· 

売主が知っておきたい「取引状況(ステータス)管理」とは?

売主が宅地建物取引業者に対して物件の売却を依頼すれば、その情報はレインズ(Real Estate Information Network System)と呼ばれる業者間の情報交換システムに登録される。ただし、登録義務があるのは専任媒介契約または専属専任媒介契約で依頼した場合であり、一般媒介契約物件の登録は任意だ。

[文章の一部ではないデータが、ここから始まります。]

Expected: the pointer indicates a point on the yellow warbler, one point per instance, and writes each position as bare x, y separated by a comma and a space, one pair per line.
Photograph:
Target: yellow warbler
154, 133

この「レインズ」に2016年1月、新しい機能として「取引状況(ステータス)管理」が導入された。個人の売り主(売却依頼主)にも大きく関わる「ステータス管理」とは、いったいどのようなものなのか、その効果や仕組みをしっかりと理解しておきたい。

物件の「囲込み」が物件流通を阻害していた!?

レインズによって宅地建物取引業者が情報を共有するのは、広く買い主(購入希望者)を探索して、スムーズな成約につなげようとするためだ。売り主から売却の依頼を受けたA社が、その物件情報をレインズに登録することで、B社もC社も……多くの宅地建物取引業者が買い主を探すことができる。

 

その一方で、売り主から売却の依頼を受けたA社が自ら買い主も見つければ、売り主と買い主の双方から仲介手数料を得ることができる。これを業界内では「両手」というが、両手を狙うあまり本来のレインズの趣旨から逸脱し、売り主から売却の依頼を受けたA社が他の宅地建物取引業者に物件の情報を知らせない(レインズには登録しても、「契約予定だ」などと虚偽の説明をして他社の顧客には紹介させない)ような行為が多く見られた。いわゆる、物件情報の「囲い込み」だが、そのような行為により売り主が売却の機会を逸することも少なくない。

そのような行為を防ぐために、売り主自身による確認機能をレインズのシステムに加えたのが「ステータス管理」だといえるだろう。原則として宅地建物取引業者しか利用することのできないレインズだが、売り主(物件の売却に関して宅地建物取引業者との間で専任媒介契約または専属専任媒介契約を結んだ者)は、専用のIDなどを用いて「自分自身の物件の登録状況」を確認できるようになった。


売主は「何を、どう」確認する?

売主が確認することのできる情報は、自らの物件に関してレインズに登録されている物件情報(主要項目の文字情報)、登録図面のPDF(登録されている場合のみ)、取引状況の設定内容(取引状況の補足を含む)だ。取引状況に関しては、「公開中」「書面による購入申込みあり」「売主都合で一時紹介停止中」の3種類のうちいずれか(および補足情報)となる。

 

専任媒介契約または専属専任媒介契約によって一戸建て住宅、マンションなど不動産の売却を宅地建物取引業者へ依頼したとき、その物件情報はそれぞれ一定期間内にレインズに登録される。それに対してシステム側から発行されるのが「登録証明書」であり、これは売主(売却依頼主)へ渡される証明書だ。

 

登録証明書の最下段に登録内容確認のためのURL、確認用ID、パスワードが記載されており、売主はこのIDなどを使ってインターネット上の「専用確認画面」にアクセスし、自分自身の物件に関する登録内容などを確認することができる。なお、「一般媒介契約」でもレインズに登録されるケースは多いが、この場合はステータス管理の対象にはならず、売主への専用画面も用意されないことに留意しておきたい。

売主が確認できる「取引状況」とは?

ステータス管理によって宅地建物取引業者に設定が義務付けられる「取引状況」について、少し詳しくみておこう。

 

まず「公開中」とは、原則として他の宅地建物取引業者による顧客への物件紹介を拒否できないとするものだ。ただし、現地案内が可能な曜日などの条件を「取引状況の補足」欄に設定することはできる。

 

「書面による購入申込みあり」は実際に購入希望者からの申し込みがあったものだ。この場合、紙の購入申込書などに限定せず、電子メールやwebサイトを通した申し込みも含まれる。「売主都合で一時紹介停止中」は、売り主の意向または売主の了解を前提に表示できるものであり、「取引状況の補足」欄には売主の承諾を得たうえで、その期間や理由などを記載することになる。

 

いずれにしても、購入申し込みがあれば速やかに売り主へ報告されることが当然であり、何も報告がないままで「書面による購入申込みあり」となっていれば、何かおかしいことに売主自身が気づくはずだろう。自ら申し出た記憶もないのに「売主都合で一時紹介停止中」となっている場合も同様だ。なお、状況変更が生じてから実際にその内容が登録されるまでのタイムラグがあることには留意しておきたい。

 

ステータス管理の導入によって、あからさまに不正行為をする宅地建物取引業者は少なくなっただろうが、売主(売却依頼主)も一定の注意は欠かせない。一定期間ごとに「専用確認画面」へアクセスし、自分自身の物件が適正に取り扱われているかどうかをチェックしよう。